Il greco come lo insegna Campanini

13 aprile 2013

Lunedì 15 aprile alle 15:00, presso il Liceo Classico Rinaldini di Ancona, il prof. Carlo Campanini, docente di italiano, latino e greco presso il Liceo Classico e Scientifico del Leone XIII, terrà una lezione dal titolo: “L’insegnamento del greco dopo la riforma“.

Vedi la locandina dell’incontro

Il prof. Carlo Campanini

Il prof. Carlo Campanini

Il prof. Campanini, appassionato studioso dell’antichità, bibliofilo, è autore di diversi testi scolastici a diffusione nazionale. Fra tutti ricordiamo la Grammatica e il Versionario di Greco, realizzati per l’editore Sansoni, in collaborazione con Paolo Scaglietti.

Alla vigilia dell’incontro nel capoluogo marchigiano, chiediamo al prof. Campanini un’anticipazione del suo intervento.

Cerchiamo subito di metterlo in difficoltà con la consueta provocazione: ha ancora un senso oggi studiare il greco antico?

Balzac ebbe a dire che “la bellezza è cosa severa e difficile, che non si lascia conquistare alla prima occhiata”, frase che si attaglia perfettamente all’antica lingua di Omero e Platone. Proprio la fatica, la pazienza e il tempo che essa richiede hanno indotto molti a ripetere per anni da più parti che l’acquisizione del greco antico è cosa sostanzialmente inutile e che per misurarsi con il nostro passato può bastare lo studio della cultura classica e delle opere da essa prodotte in traduzione.

Al di là delle opinioni di ciascuno, la riforma in quale direzione va?

Il Ministero dell’Istruzione si è schierato finalmente contro questa posizione culturalmente debole; nell’atto di riordinare il ciclo della scuola secondaria e di definire le Indicazioni nazionali relative a ciascuna disciplina, è stato assai perentorio nel ribadire la stretta unità tra lo studio della lingua e quello della civiltà greca. Con una precisazione importante, però: la traduzione non è intesa nei documenti ministeriali come un fatto meccanico e grammaticale, ma come un atto a pieno titolo conoscitivo e interpretativo. Questo significa, sul piano della pratica didattica, che la  grammatica e la sintassi da un lato sono una componente essenziale dell’insegnamento del greco al liceo, dall’altro però non ne rappresentano il fine ultimo.

Può precisare? Forse si faranno meno versioni…?

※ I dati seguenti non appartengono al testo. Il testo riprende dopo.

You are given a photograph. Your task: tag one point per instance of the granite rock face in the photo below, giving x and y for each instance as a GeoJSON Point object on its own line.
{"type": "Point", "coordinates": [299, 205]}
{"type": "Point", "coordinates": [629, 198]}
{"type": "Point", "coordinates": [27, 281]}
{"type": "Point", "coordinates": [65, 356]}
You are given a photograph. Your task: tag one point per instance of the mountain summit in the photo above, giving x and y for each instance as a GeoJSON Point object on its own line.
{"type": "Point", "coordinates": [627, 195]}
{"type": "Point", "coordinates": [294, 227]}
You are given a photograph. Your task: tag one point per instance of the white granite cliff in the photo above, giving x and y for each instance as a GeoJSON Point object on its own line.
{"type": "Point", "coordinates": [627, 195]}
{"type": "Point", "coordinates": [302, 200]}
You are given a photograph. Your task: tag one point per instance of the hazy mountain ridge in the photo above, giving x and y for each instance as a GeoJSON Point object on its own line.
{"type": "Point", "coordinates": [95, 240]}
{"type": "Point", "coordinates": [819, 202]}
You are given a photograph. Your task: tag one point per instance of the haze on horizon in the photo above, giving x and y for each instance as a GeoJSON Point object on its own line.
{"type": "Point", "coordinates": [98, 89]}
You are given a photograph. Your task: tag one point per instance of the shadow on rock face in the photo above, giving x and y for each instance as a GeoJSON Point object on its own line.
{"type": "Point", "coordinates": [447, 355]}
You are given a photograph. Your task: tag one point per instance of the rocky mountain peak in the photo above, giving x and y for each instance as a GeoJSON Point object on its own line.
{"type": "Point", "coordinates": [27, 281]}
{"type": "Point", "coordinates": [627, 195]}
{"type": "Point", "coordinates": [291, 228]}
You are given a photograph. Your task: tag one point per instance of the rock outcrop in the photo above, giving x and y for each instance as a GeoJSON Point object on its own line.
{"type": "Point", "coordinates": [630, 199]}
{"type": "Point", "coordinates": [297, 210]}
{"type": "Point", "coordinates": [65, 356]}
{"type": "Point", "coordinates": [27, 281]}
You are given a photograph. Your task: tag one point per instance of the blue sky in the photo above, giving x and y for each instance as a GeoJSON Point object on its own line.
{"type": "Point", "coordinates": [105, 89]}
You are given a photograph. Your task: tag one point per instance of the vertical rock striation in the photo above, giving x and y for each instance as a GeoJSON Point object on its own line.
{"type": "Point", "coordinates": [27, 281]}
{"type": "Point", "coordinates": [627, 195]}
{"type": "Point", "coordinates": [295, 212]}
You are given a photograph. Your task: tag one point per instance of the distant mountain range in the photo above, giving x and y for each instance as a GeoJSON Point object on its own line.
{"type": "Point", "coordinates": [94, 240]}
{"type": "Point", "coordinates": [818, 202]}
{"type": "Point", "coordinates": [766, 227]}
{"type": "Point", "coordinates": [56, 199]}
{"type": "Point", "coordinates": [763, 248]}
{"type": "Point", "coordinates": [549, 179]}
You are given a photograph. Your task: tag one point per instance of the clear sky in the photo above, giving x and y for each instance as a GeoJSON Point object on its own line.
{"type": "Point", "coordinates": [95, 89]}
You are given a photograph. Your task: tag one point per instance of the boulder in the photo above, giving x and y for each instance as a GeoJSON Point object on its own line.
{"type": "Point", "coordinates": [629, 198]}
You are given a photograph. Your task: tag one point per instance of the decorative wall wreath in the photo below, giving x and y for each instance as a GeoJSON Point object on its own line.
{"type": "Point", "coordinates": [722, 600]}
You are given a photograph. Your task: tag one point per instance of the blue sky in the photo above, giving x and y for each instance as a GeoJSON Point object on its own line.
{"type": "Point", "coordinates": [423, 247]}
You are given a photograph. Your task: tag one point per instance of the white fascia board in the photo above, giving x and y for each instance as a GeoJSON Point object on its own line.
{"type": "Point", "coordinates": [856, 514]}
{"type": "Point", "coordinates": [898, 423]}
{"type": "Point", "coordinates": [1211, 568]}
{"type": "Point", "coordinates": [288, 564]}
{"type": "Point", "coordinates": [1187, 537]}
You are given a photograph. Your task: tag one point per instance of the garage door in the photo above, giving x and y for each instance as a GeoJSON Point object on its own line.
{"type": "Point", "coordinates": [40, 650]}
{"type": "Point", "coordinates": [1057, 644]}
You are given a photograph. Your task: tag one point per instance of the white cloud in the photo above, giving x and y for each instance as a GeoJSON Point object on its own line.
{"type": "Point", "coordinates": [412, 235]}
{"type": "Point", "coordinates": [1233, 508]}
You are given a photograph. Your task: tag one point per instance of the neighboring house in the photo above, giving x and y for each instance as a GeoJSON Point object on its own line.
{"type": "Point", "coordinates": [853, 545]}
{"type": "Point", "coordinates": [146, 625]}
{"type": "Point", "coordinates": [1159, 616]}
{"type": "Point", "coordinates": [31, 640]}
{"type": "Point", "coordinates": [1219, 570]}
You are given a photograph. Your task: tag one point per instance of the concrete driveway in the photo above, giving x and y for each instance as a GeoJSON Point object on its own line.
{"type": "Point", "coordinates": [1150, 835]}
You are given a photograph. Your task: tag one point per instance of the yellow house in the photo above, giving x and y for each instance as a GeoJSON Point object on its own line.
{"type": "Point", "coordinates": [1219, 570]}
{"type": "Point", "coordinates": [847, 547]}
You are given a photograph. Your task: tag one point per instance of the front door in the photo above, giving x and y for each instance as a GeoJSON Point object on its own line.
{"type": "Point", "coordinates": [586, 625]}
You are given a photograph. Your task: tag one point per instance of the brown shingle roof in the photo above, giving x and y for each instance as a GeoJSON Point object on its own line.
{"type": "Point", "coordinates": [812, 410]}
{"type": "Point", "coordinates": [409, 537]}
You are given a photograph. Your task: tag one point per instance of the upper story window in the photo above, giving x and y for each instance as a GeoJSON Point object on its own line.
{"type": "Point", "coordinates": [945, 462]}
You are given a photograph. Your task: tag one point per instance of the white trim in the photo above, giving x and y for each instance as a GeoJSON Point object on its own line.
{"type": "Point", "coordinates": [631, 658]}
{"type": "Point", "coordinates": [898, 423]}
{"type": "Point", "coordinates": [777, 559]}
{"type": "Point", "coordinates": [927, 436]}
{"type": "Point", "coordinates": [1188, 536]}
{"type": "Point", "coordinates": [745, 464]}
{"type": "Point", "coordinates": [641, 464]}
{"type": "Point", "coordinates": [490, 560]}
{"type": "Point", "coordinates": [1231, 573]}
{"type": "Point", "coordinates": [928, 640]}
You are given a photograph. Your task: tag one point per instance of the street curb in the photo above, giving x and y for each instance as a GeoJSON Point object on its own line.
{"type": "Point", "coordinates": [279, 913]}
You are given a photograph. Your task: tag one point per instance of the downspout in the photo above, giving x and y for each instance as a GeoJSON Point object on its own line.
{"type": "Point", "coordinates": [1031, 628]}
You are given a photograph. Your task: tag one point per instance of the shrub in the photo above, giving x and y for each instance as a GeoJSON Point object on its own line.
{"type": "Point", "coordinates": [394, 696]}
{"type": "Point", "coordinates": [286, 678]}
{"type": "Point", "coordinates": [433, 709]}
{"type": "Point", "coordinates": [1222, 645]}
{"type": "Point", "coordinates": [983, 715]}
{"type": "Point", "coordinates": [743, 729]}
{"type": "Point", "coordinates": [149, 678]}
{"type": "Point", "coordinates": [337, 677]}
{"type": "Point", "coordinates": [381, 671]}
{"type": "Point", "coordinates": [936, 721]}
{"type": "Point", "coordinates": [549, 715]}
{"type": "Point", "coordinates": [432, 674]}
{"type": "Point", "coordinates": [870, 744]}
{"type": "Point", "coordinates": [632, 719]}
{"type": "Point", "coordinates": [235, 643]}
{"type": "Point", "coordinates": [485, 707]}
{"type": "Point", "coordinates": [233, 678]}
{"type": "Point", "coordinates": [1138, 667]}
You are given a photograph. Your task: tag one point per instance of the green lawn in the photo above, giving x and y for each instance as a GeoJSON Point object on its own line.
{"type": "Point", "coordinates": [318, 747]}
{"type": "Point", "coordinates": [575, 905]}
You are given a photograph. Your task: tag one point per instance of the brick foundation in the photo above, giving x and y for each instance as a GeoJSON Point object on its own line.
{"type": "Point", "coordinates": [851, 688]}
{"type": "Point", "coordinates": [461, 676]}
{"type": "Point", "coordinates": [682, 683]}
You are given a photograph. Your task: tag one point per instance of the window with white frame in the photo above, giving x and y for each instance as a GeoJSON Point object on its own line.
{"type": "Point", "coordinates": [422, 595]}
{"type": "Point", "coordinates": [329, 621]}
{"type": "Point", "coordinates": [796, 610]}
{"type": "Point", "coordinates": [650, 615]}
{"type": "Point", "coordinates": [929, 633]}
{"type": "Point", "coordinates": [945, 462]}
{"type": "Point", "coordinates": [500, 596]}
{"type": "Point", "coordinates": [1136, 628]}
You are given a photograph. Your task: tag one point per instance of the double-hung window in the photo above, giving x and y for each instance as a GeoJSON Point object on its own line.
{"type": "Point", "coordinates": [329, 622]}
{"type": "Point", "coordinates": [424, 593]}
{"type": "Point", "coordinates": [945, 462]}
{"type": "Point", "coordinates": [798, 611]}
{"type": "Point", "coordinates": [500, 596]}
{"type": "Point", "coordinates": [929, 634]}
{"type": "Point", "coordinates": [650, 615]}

Il greco, (ma lo stesso può dirsi del latino) costituisce e viene presentato dai documenti ministeriali non come una lingua, ma come uno strumento culturale che, attraverso l’affinamento delle conoscenze storiche e delle abilità interpretative e critiche degli allievi e il miglioramento della loro capacità di esprimersi nella propria lingua madre, concorre in misura rilevante al conseguimento delle competenze di cittadinanza cui guarda tutta la scuola europea: imparare a imparare, comunicare, risolvere i problemi, individuare collegamenti e relazioni, acquisire e interpretare le informazioni. Molto più che una versione (che tuttavia rimane, ma  caricata di un più ampio significato). Questa è la grande sfida che attende coloro che insegnano greco e latino, non “gretti pedanti dal sangue di ranocchi, che della scienza non conoscono altro che la polvere erudita” (Nietzsche), ma veri e propri “viaggiatori nel tempo”, che con la lingua offrono ai loro allievi un mezzo potente di consapevolezza metodologica e una sorta di lente attraverso cui conoscere e indagare un mondo che parla di noi proprio perché da noi radicalmente diverso.

E le tecnologie, come si inseriscono in questo quadro?

Appare evidente che in questa prospettiva i nuovi strumenti multimediali per la didattica  possono diventare strategici: penso al tablet, all’e-book e all’aula virtuale, che interagiscono con l’intelligenza dei nostri allievi e offrono la possibilità di un’esperienza globale del passato, in cui si intreccino parole, cose, costumi ed eventi.